The handling of this problem is standard, but it can be turned off by
singletonMethod = "none"
.
This problem occurs when protectZeros = FALSE
and
secondaryZeros = FALSE
(default). We now also look at a
larger example that uses dataset
which has 18 rows.
output <- SuppressSmallCounts(data = dataset,
formula = ~age*geo*year + eu*year,
freqVar = "freq",
maxN = 1,
protectZeros = FALSE)
#> [extend0 18*5->18*5]
#> GaussSuppression_anySum: .................................................
head(output)
#> age geo year freq primary suppressed
#> 1 Total Total Total 59 FALSE FALSE
#> 2 old Total Total 38 FALSE FALSE
#> 3 young Total Total 21 FALSE FALSE
#> 4 Total Iceland Total 13 FALSE FALSE
#> 5 Total Portugal Total 12 FALSE FALSE
#> 6 Total Spain Total 34 FALSE FALSE
Table 8:
formula = ~age*geo*year + eu*year, maxN = 1, protectZeros = FALSE
age | year | Iceland | Portugal | Spain | nonEU | EU | Total |
---|---|---|---|---|---|---|---|
young | 2014 | 2 | 0 | 5 | 7 | ||
young | 2015 | 0 | 0 | 5 | 5 | ||
young | 2016 | 1 | 1 | 7 | 9 | ||
young | Total | 3 | 1 | 17 | 21 | ||
old | 2014 | 3 | 4 | 6 | 13 | ||
old | 2015 | 3 | 4 | 6 | 13 | ||
old | 2016 | 4 | 3 | 5 | 12 | ||
old | Total | 10 | 11 | 17 | 38 | ||
Total | 2014 | 5 | 4 | 11 | 5 | 15 | 20 |
Total | 2015 | 3 | 4 | 11 | 3 | 15 | 18 |
Total | 2016 | 5 | 4 | 12 | 5 | 16 | 21 |
Total | Total | 13 | 12 | 34 | 13 | 46 | 59 |
In this output, young:2016:Spain is suppressed due to the standard handling of the singleton problem.

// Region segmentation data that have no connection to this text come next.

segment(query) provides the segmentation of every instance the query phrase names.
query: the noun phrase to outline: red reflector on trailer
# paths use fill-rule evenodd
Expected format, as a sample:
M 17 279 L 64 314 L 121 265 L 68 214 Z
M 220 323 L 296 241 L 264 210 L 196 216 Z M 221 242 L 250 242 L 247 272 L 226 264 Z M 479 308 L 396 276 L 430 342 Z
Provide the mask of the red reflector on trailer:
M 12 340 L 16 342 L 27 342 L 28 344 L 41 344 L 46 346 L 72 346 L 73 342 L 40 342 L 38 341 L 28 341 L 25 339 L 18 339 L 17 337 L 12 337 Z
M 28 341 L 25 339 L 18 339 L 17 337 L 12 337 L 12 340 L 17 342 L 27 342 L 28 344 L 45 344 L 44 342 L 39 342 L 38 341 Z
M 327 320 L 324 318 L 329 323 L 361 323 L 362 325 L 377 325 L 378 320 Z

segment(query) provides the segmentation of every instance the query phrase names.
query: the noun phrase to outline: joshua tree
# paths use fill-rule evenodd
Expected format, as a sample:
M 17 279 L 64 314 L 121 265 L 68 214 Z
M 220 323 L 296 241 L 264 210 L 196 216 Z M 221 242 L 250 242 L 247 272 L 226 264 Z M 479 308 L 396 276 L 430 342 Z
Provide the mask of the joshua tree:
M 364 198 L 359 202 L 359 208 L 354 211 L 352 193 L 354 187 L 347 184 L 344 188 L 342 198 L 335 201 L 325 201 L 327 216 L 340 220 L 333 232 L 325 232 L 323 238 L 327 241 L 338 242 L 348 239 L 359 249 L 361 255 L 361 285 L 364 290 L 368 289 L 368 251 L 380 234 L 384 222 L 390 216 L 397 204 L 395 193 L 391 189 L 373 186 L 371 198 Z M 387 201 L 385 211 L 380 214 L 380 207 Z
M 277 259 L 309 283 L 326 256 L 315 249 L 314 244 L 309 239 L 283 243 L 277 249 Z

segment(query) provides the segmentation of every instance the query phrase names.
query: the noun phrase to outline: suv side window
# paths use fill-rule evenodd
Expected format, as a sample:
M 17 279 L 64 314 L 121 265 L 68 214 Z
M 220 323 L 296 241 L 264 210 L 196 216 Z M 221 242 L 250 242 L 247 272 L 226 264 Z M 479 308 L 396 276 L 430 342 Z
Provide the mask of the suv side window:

However, by using singletonMethod = "none"
in this case,
young:2016:Spain will not be suppressed. Then the sum of
young:2016:Iceland and young:2016:Portugal can easily
be calculated to be two. Since zeros are never suppressed, the only
possible values for these two cells are two ones.